While AI enthusiasts tend to focus on the technology’s “top line capabilities,” he argues, they often overlook the context — “the human systems” and “the organizational systems” — that these technologies “have to interact with.” 

He adds, “We can’t be naïve about the work that needs to be done here to make this stuff operate. You can’t just drop these [technologies] in.”

Mollick contends that “we’re not even at the stage of integrating” generative AI into human systems yet. He adds that the way we interact with the underlying large language models is almost entirely via chatbot. He calls that an “insane process.”  Mollick is excited about the downstream potential but anticipates “we have 10 years or so of integrating [generative AI] slowly into human systems” to get through first.

Wanted: “Skilled Artisans” or “Lead Users”

To effectively leverage AI, Mollick suggests, we should learn the lesson from the steam engine.  The advances in productivity didn’t arise directly from Watt’s invention, he explains, but rather from “having skilled artisans in your factory, who said, I’ve got to the thing that can make power go back and forth. How do I create the gearing to connect that to [the tasks I want to do]?”

He continues, “It was the skilled artisans that made all of this work and made the manufacturers capture all the money. So you want to be a skilled artisan right now, you want to figure out how to take the back-and-forth power of an LLM and convert that into usable work inside your organizations.”

This perspective – I have typically favored Eric von Hippel’s term, “Lead Users,” but “Skilled Artisans” also works – aligns perfectly with perhaps the central message this column has repeatedly conveyed for years (see here in particular, also here, here, and here), informed by the work of James Bessen, Carlota Perez, and others. 

In short:

  • Transformative emerging digital and data technologies hold exceptional promise for the discovery, development, and delivery of impactful new medicines for patients.
  • This potential isn’t likely to be captured by merely substituting the new technology for an earlier technology.
  • Rather, leveraging new technology requires re-imaging and re-inventing the work, in ways that were not readily achievable with previous technologies.
  • Beyond the reimagination, successive incremental improvements (as James Bessen and Robert Gordon have described, as discussed here and here) are also required to unlock meaningful productivity gains from new technologies.
  • Productively integrating transformative technologies takes time, as Paul David, James Bessen and Carlota Perez have all argued.
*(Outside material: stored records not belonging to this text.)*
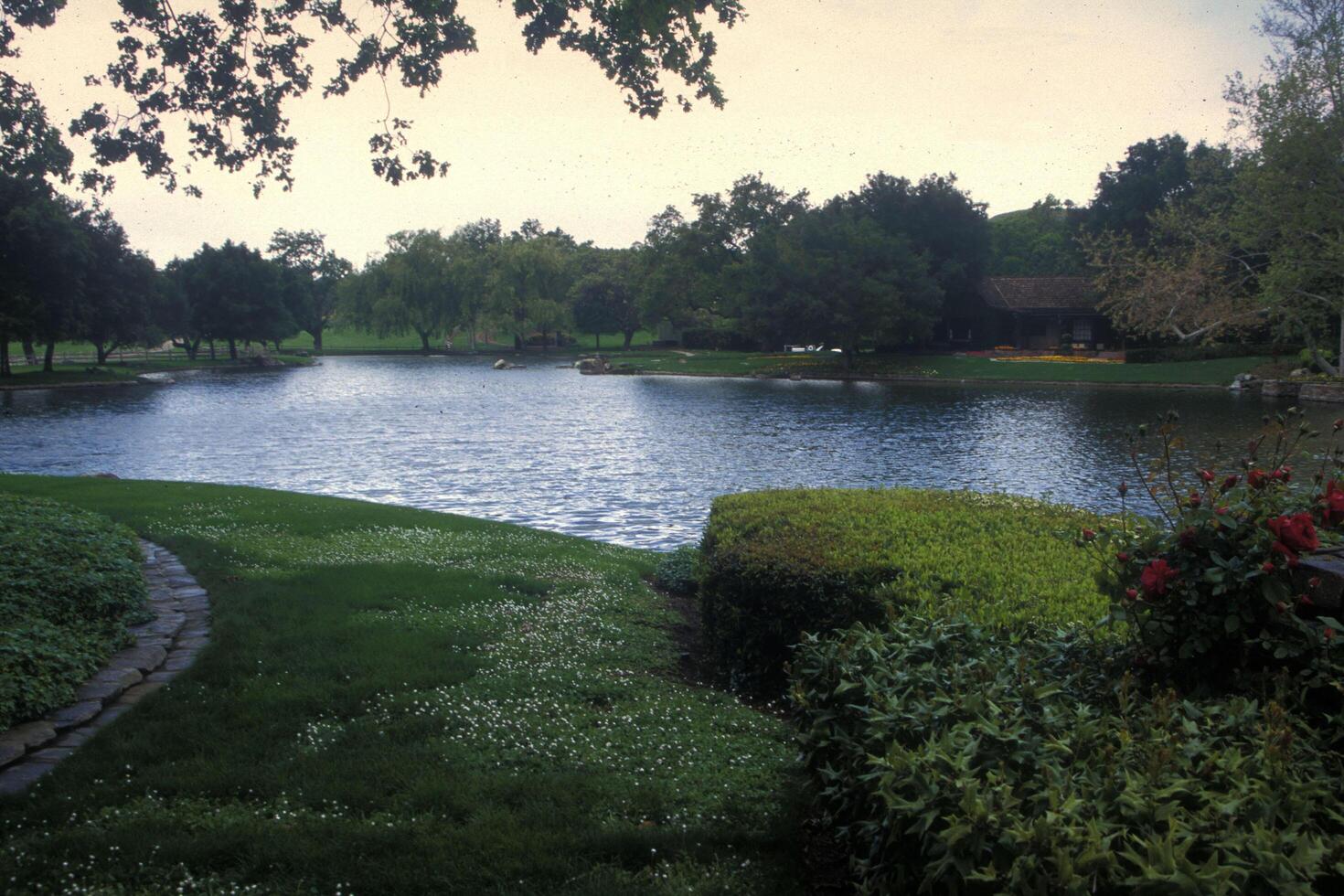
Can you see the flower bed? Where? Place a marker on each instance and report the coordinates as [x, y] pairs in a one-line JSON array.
[[69, 584]]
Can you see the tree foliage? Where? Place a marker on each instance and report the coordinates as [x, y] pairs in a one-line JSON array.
[[231, 69]]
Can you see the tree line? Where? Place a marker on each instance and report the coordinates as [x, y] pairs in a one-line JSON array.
[[1183, 242]]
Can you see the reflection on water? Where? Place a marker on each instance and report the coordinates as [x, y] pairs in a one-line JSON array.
[[628, 460]]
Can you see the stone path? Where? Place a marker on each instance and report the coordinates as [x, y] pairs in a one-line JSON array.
[[163, 647]]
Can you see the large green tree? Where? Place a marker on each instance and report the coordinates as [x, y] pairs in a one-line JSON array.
[[234, 294], [233, 69], [837, 274], [119, 283], [314, 272], [605, 297], [43, 258], [1293, 191], [409, 289]]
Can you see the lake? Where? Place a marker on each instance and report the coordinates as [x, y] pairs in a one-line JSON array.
[[634, 460]]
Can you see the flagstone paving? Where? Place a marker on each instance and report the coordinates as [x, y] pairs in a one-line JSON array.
[[165, 646]]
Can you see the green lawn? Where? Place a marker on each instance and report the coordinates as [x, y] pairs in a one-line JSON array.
[[123, 372], [944, 367], [403, 701]]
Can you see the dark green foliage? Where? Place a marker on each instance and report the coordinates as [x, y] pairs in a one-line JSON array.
[[1211, 592], [952, 758], [1037, 242], [677, 570], [69, 584], [777, 564], [1175, 354]]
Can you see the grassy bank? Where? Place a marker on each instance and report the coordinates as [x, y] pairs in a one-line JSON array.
[[123, 371], [406, 701], [943, 367]]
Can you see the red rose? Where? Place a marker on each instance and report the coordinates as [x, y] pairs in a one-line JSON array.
[[1332, 504], [1295, 532], [1156, 577]]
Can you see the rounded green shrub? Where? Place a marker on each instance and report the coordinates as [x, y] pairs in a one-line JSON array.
[[677, 570], [70, 583], [957, 758], [778, 564]]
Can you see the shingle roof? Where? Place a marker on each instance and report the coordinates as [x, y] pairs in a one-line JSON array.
[[1040, 293]]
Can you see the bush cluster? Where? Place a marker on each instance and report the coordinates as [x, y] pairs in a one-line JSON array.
[[777, 564], [1166, 354], [69, 586], [1210, 592], [957, 758], [677, 571]]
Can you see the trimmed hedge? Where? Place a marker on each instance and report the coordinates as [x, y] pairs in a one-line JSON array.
[[1164, 354], [69, 584], [675, 571], [964, 759], [777, 564]]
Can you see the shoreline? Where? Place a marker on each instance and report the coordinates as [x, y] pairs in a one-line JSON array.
[[560, 355], [905, 378]]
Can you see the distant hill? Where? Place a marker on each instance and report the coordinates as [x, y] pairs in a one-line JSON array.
[[1037, 242]]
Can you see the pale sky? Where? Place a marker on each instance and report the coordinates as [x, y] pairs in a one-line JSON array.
[[1019, 98]]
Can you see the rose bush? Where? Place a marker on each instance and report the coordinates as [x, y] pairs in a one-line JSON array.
[[1210, 589]]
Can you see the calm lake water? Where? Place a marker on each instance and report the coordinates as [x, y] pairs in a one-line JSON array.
[[626, 460]]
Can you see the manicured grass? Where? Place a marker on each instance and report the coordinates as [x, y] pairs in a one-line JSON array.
[[123, 372], [941, 367], [403, 701]]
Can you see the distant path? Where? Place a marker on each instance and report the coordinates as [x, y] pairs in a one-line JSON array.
[[163, 647]]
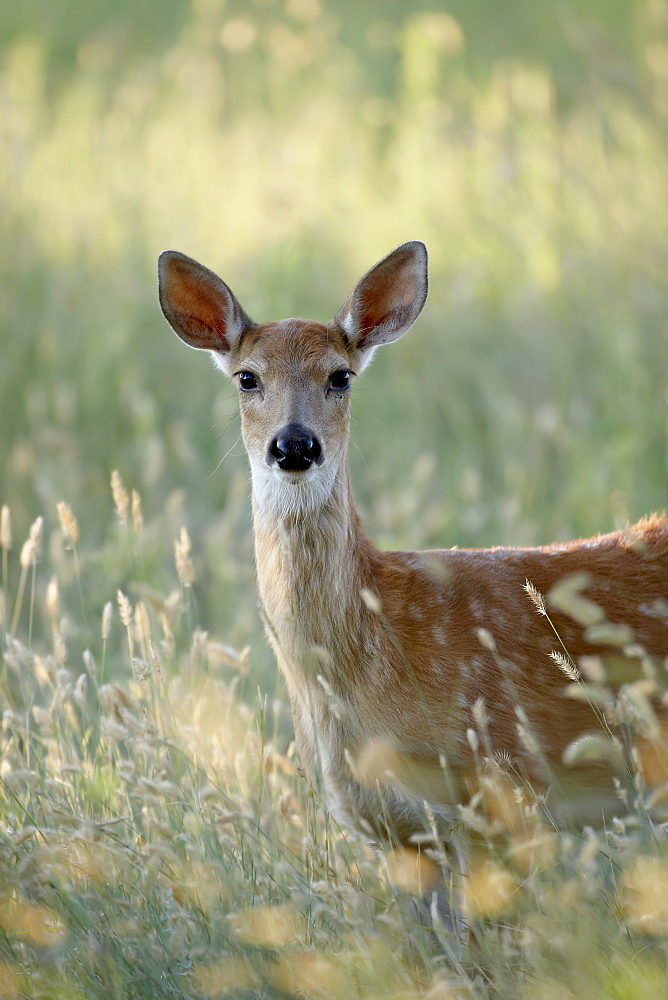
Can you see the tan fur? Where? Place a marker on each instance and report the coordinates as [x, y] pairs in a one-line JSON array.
[[382, 652]]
Productively integrating AI (contra rosy consultant predictions) will also take time, as Mollick eloquently explains and as this column has consistently emphasized.
  • The key driving force for leveraging new technologies are the lead users/skilled artisans who are impassioned about solving critical problems and open to adopting new technology if it can help get the job done better.
  • The fascinating question for biopharma where the effective adoption of new technologies like AI will come from. The contenders are:
    • Large pharmas: well-resourced but exceedingly restrained, fairly impatient with their capital (given the demands of investors), and often defined by a famously challenging bureaucratic culture that can suppress innovation, as Safi Bahcall has chronicled (see here, here).
    • Smaller biotechs and innovative techbio startups: more willing to take risks, but generally less well-resourced, and often have neither the time nor the financing to absorb the inevitable costly failures so common in drug development – see here.
    • Ardent tech AI champions: have the appetite for risk and perhaps the financial resources and necessary patience but may lack the domain expertise (as emphasized by Mollick in the context of education) to know what they don’t know.
    • My bet: adoption will be driven by agile biotechs and techbios who successfully re-imagine a critical aspect of the drug discovery and development process and – this is key — are lucky enough to be able to persuasively demonstrate this value before their funding runs out.
  • Bonus recommendation: For more on the central role of contingency in success, see both this recent piece on parallels between success in film and pharma, and Cass Sunstein’s thoughtful, if somewhat dispiriting new book, How To Become Famous.